Handwritten letters also have an allure for those involved in the program. “I think it is really nice to have it be an authentic pen pal. I just feel that handwritten letters are a dying art, and it is really beautiful to see someone’s penmanship. A lot of the students [who] first sent the letters added photos and drew pictures, and it was really charming to see,” Assistant Principal of World Language Francesca McAuliffe said.
The pen pal program has been successful so far. “There have already been three interactions. Ms. Montserrat’s class sent letters, those students received responses, and the responses to those responses have just been sent out,” McAuliffe said.
The letters are written in both Spanish and English so that both student groups can improve their language skills. “My students wrote their letters in Spanish, and then when the students in Spain received the letters, they said that they wanted the letters half in Spanish and half in English.

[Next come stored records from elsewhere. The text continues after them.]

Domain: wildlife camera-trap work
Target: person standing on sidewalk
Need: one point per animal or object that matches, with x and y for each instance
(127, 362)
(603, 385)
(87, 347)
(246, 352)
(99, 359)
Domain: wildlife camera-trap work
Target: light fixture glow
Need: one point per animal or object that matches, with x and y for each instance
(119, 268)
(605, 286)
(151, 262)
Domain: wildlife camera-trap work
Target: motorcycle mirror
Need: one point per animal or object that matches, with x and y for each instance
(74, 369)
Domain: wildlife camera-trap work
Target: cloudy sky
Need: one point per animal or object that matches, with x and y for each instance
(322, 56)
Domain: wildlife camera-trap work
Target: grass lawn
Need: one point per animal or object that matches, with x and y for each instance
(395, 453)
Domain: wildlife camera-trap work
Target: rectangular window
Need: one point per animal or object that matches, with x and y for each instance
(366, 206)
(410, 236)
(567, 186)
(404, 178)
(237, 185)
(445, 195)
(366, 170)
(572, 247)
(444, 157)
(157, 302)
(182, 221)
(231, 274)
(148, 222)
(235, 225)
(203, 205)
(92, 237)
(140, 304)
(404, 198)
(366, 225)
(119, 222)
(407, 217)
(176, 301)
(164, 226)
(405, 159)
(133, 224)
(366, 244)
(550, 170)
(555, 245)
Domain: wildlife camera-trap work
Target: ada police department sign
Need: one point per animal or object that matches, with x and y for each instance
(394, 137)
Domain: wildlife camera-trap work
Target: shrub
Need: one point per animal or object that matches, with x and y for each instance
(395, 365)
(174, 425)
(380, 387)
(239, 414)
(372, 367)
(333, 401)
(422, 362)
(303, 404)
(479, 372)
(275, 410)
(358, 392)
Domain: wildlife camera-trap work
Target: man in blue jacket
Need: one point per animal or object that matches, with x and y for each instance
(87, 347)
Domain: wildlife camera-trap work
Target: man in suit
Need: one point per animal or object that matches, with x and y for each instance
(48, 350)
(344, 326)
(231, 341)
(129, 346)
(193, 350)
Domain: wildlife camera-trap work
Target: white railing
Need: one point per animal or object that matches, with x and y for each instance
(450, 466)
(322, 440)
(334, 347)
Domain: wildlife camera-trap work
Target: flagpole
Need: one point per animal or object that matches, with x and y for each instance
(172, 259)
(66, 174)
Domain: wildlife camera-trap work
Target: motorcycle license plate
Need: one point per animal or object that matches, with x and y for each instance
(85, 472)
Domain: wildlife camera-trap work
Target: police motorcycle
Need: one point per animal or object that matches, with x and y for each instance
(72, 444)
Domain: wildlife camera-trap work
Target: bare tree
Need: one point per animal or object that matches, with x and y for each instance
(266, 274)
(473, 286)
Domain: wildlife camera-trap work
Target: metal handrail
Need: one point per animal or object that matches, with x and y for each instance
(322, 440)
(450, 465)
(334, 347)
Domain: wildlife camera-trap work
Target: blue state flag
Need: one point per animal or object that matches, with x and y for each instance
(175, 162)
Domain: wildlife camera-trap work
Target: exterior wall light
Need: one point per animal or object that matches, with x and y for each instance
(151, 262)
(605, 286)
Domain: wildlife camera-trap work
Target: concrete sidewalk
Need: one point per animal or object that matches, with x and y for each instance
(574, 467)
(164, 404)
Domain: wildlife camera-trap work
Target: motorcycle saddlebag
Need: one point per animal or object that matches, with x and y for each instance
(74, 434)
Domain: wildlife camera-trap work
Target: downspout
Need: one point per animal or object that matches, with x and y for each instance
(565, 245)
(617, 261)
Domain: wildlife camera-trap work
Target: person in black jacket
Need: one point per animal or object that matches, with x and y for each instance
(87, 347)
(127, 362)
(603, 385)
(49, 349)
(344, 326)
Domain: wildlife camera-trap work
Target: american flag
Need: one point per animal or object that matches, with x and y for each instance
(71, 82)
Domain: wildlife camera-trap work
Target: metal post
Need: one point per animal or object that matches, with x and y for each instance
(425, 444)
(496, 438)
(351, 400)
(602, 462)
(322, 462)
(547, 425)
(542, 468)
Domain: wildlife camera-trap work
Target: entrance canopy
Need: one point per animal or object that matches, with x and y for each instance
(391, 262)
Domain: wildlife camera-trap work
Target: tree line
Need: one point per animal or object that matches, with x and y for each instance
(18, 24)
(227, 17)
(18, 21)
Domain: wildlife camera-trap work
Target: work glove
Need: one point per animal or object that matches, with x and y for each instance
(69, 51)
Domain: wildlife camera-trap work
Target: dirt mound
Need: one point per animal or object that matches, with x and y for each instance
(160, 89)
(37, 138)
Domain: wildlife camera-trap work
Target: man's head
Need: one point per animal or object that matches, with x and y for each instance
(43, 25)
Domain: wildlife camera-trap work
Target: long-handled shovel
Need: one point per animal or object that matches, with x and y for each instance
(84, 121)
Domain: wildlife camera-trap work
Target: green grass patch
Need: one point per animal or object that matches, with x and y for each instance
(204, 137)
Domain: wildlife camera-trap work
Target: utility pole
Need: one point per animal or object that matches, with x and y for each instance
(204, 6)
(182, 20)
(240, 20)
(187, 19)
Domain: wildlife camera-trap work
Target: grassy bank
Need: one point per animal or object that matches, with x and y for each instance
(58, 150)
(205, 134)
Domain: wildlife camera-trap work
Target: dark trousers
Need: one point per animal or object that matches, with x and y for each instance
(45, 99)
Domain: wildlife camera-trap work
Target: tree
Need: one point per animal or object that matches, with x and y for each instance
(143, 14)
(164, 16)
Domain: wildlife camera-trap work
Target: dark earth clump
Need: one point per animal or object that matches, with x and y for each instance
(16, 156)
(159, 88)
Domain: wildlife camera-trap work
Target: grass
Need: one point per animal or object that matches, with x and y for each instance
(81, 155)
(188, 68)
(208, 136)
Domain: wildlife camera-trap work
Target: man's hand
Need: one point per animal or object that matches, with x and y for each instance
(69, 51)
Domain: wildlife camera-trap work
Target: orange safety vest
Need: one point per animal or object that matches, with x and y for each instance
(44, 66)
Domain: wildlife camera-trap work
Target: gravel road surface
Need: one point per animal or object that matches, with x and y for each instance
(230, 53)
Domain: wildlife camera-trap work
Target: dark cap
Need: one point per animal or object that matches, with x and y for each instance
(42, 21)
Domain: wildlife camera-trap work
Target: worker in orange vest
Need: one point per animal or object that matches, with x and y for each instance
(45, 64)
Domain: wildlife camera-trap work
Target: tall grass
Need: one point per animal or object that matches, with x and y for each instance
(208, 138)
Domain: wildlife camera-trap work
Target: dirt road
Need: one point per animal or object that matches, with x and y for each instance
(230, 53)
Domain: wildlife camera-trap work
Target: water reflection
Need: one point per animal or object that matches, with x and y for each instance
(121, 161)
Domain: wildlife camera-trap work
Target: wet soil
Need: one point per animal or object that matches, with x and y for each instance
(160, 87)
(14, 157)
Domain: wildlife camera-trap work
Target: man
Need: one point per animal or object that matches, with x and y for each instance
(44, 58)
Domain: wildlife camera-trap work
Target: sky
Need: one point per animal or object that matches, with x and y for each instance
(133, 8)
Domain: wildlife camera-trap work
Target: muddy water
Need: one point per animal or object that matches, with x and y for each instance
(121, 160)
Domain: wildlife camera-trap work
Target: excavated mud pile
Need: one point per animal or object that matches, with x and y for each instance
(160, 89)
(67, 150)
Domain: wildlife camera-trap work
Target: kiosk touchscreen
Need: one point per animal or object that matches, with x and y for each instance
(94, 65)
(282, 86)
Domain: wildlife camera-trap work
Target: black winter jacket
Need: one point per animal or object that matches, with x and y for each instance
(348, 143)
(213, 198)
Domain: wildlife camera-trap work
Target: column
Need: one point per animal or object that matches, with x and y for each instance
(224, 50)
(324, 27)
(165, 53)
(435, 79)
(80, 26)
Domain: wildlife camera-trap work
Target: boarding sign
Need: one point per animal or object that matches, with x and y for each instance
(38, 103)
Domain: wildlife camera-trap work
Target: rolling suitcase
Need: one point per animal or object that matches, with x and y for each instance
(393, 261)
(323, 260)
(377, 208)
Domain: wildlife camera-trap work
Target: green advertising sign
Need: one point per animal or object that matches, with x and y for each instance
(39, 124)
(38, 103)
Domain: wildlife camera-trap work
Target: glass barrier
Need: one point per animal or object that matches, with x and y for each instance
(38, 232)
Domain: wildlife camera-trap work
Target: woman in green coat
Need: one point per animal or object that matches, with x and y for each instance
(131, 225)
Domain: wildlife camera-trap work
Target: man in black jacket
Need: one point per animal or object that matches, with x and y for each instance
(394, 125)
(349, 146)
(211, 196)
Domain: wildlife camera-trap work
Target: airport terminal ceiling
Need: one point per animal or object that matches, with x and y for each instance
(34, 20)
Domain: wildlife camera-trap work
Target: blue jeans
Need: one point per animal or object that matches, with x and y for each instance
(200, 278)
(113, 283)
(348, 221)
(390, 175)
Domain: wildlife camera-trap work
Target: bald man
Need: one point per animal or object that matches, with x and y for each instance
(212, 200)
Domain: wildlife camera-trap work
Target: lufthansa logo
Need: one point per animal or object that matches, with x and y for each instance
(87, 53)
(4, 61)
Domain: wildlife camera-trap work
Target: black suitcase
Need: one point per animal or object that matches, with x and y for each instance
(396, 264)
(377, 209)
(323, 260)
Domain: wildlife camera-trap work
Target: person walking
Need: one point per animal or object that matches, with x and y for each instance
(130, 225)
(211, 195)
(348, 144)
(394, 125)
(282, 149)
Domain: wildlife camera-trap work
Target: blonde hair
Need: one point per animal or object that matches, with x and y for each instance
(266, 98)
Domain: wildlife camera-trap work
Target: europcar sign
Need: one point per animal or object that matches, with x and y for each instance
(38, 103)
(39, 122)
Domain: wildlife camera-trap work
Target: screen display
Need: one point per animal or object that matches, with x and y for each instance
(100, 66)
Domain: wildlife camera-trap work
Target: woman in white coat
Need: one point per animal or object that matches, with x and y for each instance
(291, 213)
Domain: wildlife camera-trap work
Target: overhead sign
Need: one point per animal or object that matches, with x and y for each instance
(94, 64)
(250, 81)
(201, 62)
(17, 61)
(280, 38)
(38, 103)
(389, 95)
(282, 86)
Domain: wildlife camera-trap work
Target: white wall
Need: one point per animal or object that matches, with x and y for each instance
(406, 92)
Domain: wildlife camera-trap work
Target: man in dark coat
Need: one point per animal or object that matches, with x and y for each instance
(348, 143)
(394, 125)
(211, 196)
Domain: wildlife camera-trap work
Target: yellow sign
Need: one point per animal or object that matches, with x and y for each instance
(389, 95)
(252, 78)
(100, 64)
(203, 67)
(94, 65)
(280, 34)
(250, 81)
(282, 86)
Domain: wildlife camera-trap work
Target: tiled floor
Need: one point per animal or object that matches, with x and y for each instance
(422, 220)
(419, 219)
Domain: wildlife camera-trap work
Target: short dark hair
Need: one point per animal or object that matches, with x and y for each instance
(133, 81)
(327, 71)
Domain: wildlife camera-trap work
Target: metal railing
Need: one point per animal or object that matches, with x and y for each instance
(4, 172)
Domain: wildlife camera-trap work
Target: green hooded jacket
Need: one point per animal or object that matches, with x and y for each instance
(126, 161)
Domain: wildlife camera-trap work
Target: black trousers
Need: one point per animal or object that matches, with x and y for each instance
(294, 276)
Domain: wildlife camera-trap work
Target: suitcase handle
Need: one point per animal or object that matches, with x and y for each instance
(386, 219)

This way, they can practice their English skills and here, they can practice their Spanish skills,” Montserrat said.
The letters concern everyday topics like music, movies, what life is like in New York, politics, and current events. “I saw the letters from Spain. The English is really very good actually. They want to know a lot of things like, ‘How is New York?’ and ‘What type of music do you listen to?’ and ‘What movies do you like?’ They’ve also asked about current events, and ‘What do you think about the government, about Trump?’” Montserrat said.
Writing letters not only allows AP Spanish students to interact with native-speaking Spanish high school students and further develop an interest in their foreign language, but it also helps them prepare for the AP exam. “One of the tasks of the AP Spanish exam is responding to an e-mail. This is the perfect practice, even though letters are more formal,” Montserrat said.
The language department hopes to expand the program to other AP language classes for the next school year. “We are still working on figuring how well the program is going this year, and once we have the concrete idea of how it’s gone and how well the students have liked it and how the teachers leading it have enjoyed working on it, we can decide whether or not we actually want to expand it. As of right now, we hope to expand to AP French and AP Mandarin,” Corr said.
They also hope to create a similar program for all levels of Spanish. “With the level one classes, I am piloting Boomalang this spring semester with my students. They will actually be setting up one Skype-like conversation with a native speaker that is 15 minutes long, totally in the target language, and it is okay if they make errors. [...] Hopefully, we will have some type of cultural connection in every level that is appropriate for the level,” McAuliffe said.
While the program is still being evaluated and feedback is being collected from students and teachers, the results so far have been encouraging. “Everyone is very excited. They can’t wait for the letters. Every single day, they ask, ‘When are the letters going to come?’ I have to say, ‘They are coming! They are coming!’” Montserrat said.